Para esse desempenho, o executivo diz que os escritórios de assessorias de investimentos e os especialistas na rede de agências tiveram um importante papel porque a previdência requer uma venda mais consultiva. “É uma conversa mais sofisticada, tem a diferença de tributação, precisa olhar para a carteira completa do cliente, se é melhor o P [PGBL] ou o V [VGBL], é uma conversa mais longa”, diz.
De imediato, Sanches não prevê incrementos decorrentes da mudança da tributação nos veículos de gestão patrimonial, “não é uma coisa simples falar ‘vou sair de fundo exclusivo e vou para a previdência’. Pode até ser isso, mas a flexibilidade é menor, [o gestor] não pode alavancar ativos no exterior, por exemplo, tem certas limitações”.
Ele cita que a previdência está relacionada à economia. No ano passado, em meio às incertezas do que viria depois do processo eleitoral, o investidor não quis se arriscar em aplicações longas. “Começamos a ver a taxa de juros cair, e com a previsão de queda maior, as pessoas olham para o longo prazo”, afirma Sanches. “O primeiro semestre foi de muito investimento em DI e agora começa a ter uma mudança de perfil, indo para a renda fixa ativa, num primeiro momento, e mais adiante para multimercados. No ano que vem vamos ver um movimento mais forte de saídas do ‘CDIzão’.”
Entre as independentes, a XP Vida e Previdência, com um saldo positivo de R$ 4,2 bilhões na portabilidade, e o BTG Pactual Vida e Previdência, com R$ 3,7 bilhões, mostram ainda ser rivais incômodos para os grandes grupos com rede de agências.
No BTG, não só o “rouba-monte” fluiu, como também o ingresso de dinheiro novo, com R$ 3,7 bilhões de captação líquida, segundo Gabriel Escabin, chefe da área de previdência da instituição. Ele conta que desde 2015, quando foi criada, a seguradora nunca teve um mês negativo. Com R$ 19 bilhões em custódia, o índice de evasão é baixo, inferior a 3%, prossegue.
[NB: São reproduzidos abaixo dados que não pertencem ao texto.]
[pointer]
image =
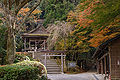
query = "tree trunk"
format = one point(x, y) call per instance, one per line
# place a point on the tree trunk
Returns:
point(11, 47)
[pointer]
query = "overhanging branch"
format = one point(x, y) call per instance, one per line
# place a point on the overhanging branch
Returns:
point(30, 11)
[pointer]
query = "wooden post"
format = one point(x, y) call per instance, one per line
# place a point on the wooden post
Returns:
point(35, 46)
point(33, 54)
point(45, 59)
point(44, 44)
point(101, 67)
point(62, 63)
point(25, 44)
point(29, 44)
point(98, 67)
point(105, 65)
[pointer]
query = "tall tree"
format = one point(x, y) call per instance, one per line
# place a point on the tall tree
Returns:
point(9, 10)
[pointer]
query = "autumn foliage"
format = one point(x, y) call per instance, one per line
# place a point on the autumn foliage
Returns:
point(95, 21)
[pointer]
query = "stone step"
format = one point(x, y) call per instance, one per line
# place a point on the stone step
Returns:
point(52, 66)
point(54, 72)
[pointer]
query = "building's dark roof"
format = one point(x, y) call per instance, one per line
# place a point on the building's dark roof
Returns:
point(100, 48)
point(39, 31)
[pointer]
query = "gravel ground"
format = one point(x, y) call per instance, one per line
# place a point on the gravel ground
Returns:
point(82, 76)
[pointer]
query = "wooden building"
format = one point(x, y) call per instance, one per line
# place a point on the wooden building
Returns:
point(35, 40)
point(107, 57)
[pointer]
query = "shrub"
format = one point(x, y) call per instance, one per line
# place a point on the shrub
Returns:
point(37, 64)
point(19, 72)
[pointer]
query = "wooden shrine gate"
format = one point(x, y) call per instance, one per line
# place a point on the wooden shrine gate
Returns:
point(51, 53)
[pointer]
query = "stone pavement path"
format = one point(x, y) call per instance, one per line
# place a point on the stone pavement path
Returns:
point(81, 76)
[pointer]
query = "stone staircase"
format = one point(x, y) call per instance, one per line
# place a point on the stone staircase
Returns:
point(52, 66)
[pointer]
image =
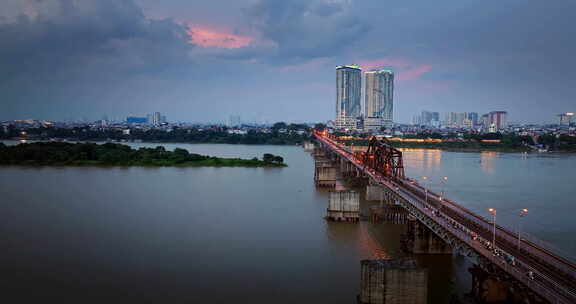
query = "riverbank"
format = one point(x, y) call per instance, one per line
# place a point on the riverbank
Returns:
point(109, 154)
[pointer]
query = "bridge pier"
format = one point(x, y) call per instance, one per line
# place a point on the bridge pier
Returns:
point(497, 287)
point(309, 146)
point(325, 172)
point(393, 282)
point(421, 240)
point(344, 206)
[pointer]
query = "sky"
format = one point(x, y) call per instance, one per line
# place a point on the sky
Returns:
point(274, 60)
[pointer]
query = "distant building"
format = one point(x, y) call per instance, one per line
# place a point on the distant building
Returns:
point(156, 119)
point(473, 117)
point(498, 120)
point(136, 120)
point(379, 99)
point(565, 118)
point(427, 118)
point(234, 121)
point(485, 121)
point(348, 91)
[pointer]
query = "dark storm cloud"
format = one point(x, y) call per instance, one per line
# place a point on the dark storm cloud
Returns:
point(63, 58)
point(306, 29)
point(63, 54)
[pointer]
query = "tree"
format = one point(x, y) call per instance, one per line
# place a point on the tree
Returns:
point(279, 125)
point(319, 126)
point(269, 158)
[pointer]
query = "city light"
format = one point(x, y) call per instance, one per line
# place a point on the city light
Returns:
point(493, 212)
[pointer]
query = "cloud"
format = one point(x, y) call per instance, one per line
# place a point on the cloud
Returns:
point(405, 69)
point(211, 37)
point(80, 53)
point(302, 30)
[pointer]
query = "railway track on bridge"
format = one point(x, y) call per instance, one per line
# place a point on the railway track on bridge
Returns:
point(555, 275)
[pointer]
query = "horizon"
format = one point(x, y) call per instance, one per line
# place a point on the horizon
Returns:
point(275, 61)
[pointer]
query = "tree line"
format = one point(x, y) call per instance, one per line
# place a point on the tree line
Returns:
point(110, 154)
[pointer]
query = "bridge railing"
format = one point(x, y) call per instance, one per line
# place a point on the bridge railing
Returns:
point(542, 284)
point(548, 252)
point(503, 232)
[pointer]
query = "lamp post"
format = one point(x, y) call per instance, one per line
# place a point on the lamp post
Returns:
point(522, 213)
point(425, 178)
point(493, 212)
point(443, 182)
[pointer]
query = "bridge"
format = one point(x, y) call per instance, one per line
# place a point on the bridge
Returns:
point(527, 263)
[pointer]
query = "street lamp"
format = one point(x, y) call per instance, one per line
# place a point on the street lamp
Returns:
point(522, 213)
point(425, 178)
point(493, 212)
point(443, 182)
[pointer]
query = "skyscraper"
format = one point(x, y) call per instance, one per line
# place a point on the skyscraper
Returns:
point(348, 90)
point(156, 118)
point(498, 120)
point(379, 97)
Uma das táticas de atração e retenção de clientes é que a previdência aparece composta dentro da carteira de investimentos como um todo e a oferta vem casada com muita tecnologia no autosserviço. É possível fazer todo o processo de portabilidade sem auxílio de um assessor. A instituição também privilegia a venda cruzada com o segmento corporativo, uma forma de fidelizar essa base e trazer novos clientes pessoas físicas.
A queda da Selic, diz o executivo, vai impactar a escolha financeira do cliente e isso vale para a previdência. O orçamento do banco para 2024 prevê um ano melhor do que 2023 se desenha, mas isso não quer dizer movimentar o patrimônio do investidor para a previdência por causa de eventuais ganhos tributários em relação aos fundos fechados exclusivos.
Por mais que a regulação dos fundos de previdência tenha evoluído, Escabin diz que ainda há algumas amarras, com limitação de até 40% para investimentos no exterior para o público qualificado e de 20% no varejo. Nos fundos de ações a aderência do produto previdenciário é de 100% em relação às carteiras tradicionais e nas de renda fixa/inflação há vantagem em ter acesso a uma tributação menor se o dinheiro for efetivamente de longo prazo, evitando o come-cotas do fundo aberto.